Lab 8: Word Frequency Counter

Goals for this lab

By the time you have completed this lab, you should:

  • know what a hash table is
  • learn about the C++ standard template library (STL)
  • have more experience working with strings in C++

Lab preparation

After logging in, create the directory for this lab:

mkdir -p cs24/lab8

Change into the lab2 directory and copy the files you will need for this lab:

cd cs24/lab8
cp ~bboe/public_html/cs24_m13/code/lab8/* .

Open up README.txt with your favorite text editor and be sure to add your and your partner's name so that you both receive credit.

Hash Table

Definition

Hash table are one of the basic data structures. It is a mapping between a unique key and its value, that is usually stored in the form of a table (or array). To get the value by knowing the key we will use a hash function. A hash function tells us where in the array a value for the given key is stored. It calculates the (in theory unique) index in the array from the key.

For example, we have a small hash table to identify if the number is odd or even. It will have two records in its array:

0 Even
1 Odd

Now we provide hash function as mod 2 and a number (key) num, that we want to check. We calculate index i = num % 2 and look for an answer (value) at array[i]. If num = 10 then i = 10 % 2 = 0 and array[0] = "Even". If num = 11 then i = 11 % 2 = 1 and array[1] = "Odd".

We can also use hash tables to count the number of odds and evens in some given sequence.

Now our table array has two recores:

0 Number of evens
1 Number of odds

If we are encountering an even or an odd at some point in the code, we can simply increase corresponding number in the table via array[num % 2]++;

In this case our key, that is some number, maps to a value that is a number of the occurences of the same type numbers.

Tomorrow in class we will discuss implementation details of hash tables. However, for today's lab you will just need to use an existing hash table. Hash tables in general can store many more than 2 items, in fact they can store an unbounded number of items with the right implementation.

Standard Template Library

In the previous labs we have talked about C++ templates. Turns out there is a library with a bunch of very useful templates that are ready to use.

vector

One template is the vector template that allows you to create a dynamic array of an arbitrary type and provides methods for dynamic memory allocation.

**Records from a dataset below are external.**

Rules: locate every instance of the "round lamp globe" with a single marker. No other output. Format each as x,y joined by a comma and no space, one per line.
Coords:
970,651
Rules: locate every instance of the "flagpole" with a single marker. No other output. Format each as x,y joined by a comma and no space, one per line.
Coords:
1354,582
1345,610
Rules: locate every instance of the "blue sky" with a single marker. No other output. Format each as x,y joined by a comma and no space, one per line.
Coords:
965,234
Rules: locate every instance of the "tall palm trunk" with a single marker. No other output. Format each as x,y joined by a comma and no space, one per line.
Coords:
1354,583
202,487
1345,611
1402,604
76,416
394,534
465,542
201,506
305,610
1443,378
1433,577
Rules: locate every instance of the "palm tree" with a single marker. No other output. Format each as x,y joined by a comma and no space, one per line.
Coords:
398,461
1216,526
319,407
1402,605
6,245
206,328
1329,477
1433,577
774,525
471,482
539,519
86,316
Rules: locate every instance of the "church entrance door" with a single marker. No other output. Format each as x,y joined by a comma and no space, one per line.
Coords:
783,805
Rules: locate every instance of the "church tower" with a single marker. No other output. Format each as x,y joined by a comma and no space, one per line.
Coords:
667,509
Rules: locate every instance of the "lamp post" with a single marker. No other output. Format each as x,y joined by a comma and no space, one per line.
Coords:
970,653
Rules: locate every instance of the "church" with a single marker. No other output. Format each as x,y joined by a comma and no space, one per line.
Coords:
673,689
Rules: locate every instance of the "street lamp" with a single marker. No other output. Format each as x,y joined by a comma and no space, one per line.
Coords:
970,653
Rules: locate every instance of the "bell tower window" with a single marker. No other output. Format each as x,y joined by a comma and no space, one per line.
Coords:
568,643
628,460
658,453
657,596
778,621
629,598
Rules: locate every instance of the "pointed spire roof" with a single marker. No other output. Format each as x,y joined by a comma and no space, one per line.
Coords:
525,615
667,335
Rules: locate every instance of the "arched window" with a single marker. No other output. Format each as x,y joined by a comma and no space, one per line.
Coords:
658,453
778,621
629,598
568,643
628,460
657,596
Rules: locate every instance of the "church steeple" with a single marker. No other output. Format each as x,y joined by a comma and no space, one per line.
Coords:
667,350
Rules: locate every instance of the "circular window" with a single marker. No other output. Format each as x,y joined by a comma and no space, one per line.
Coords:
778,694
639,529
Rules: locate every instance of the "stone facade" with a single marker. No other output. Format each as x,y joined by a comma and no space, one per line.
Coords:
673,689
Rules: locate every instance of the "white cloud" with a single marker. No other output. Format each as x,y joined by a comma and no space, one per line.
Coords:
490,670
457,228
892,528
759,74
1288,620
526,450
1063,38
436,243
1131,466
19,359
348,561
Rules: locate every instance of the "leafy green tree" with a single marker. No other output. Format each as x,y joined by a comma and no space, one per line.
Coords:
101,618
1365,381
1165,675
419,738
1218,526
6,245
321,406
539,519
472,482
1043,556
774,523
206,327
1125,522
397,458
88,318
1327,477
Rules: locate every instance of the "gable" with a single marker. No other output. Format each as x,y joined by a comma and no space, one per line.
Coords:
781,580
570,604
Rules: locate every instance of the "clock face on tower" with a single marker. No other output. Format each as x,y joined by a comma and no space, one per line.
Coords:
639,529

Here is an example of code that creates a string array and adds

#include <vector>
#include <iostream>
using namespace std;

int main(){
    vector<int> nums(3, 5);  // create array of 3 ints, initialize to 5s
                             // nums = [5, 5, 5]
    nums.push_back(6);       // add 6 in the end
                             // nums = [5, 5, 5, 6]
    nums.pop_back();         // remove the last element
                             // nums = [5, 5, 5]
    for(vector<int>::iterator i = nums.begin(); i != nums.end(); ++i)
        cout << *i << endl;  // prints out the content of the nums
    return 0;
}

As a template is a container built to use with an arbitrary type, it makes sence to implement a special type of pointers, that would work with containers. These are called iterators. In the example above, to iterate through a vector of integers we declare (right in the middle of the code) vector<int>::iterator i. We say that we start from the first element i = vector.begin() and we print numbers until i is pointing to the "end" element, which is one after the last in the vector i != nums.end(). Iterators have very similar arithmetics to pointers. i++ will move iterator to one position forward, nums.begin() + 4 will be pointing to the element at position nums[4] and *i will return a value that is stored at a current position.

string

Another example are strings. Strings are containers specificaly to store strings and provide a number of popular methods.

#include <iostream>
#include <string>
using namespace std;

int main() {
    // Assume the standard input stream contains "abc qwe\n345\n"
    string s1, s2, s3;
    cin >> s1;  // "abc"
    cin >> s2;  // "qwe"
    cin >> s3;  // "345"
    s1 = s1 + s2 + s3;
    cout << s1 << endl;  // abcqwe345
    return 0;
}

unordered_map (hash table)

One more example is unordered_map, that is an implementation of a hash table mapping key to value.

#include <iostream>
#include <unordered_map>
using namespace std;

int main() {
    int value;
    string key("abc");
    unsorted_map<string, int> hash_table;  // initialize the hash table

    // test if a key is contained in the hash table
    cout << (hash_table.find(key) != hash_table.end()) << endl;  // 0

    // Accessing an item that was not previously contained will add it
    // using the default constructor (initialize to 0 for type int)
    cout << hash_table[key] << endl;  // 0

    // test if a key is contained in the hash table
    cout << (hash_table.find(key) != hash_table.end()) << endl;  // 1

    hash_table[key]++;  // Increment the key
    cout << hash_table[key] << endl;  // 1

    return 0;
}

If we want to iterate trough the table, then we have to create appropriate iterator unordered_map<string, int>::iterator it = hash_table.begin();

Each element returned by the hash table iterator is of type pair that contains two attributes: first, the key; and second, the value. To refer separately to the key try it->first, for the value try it->second.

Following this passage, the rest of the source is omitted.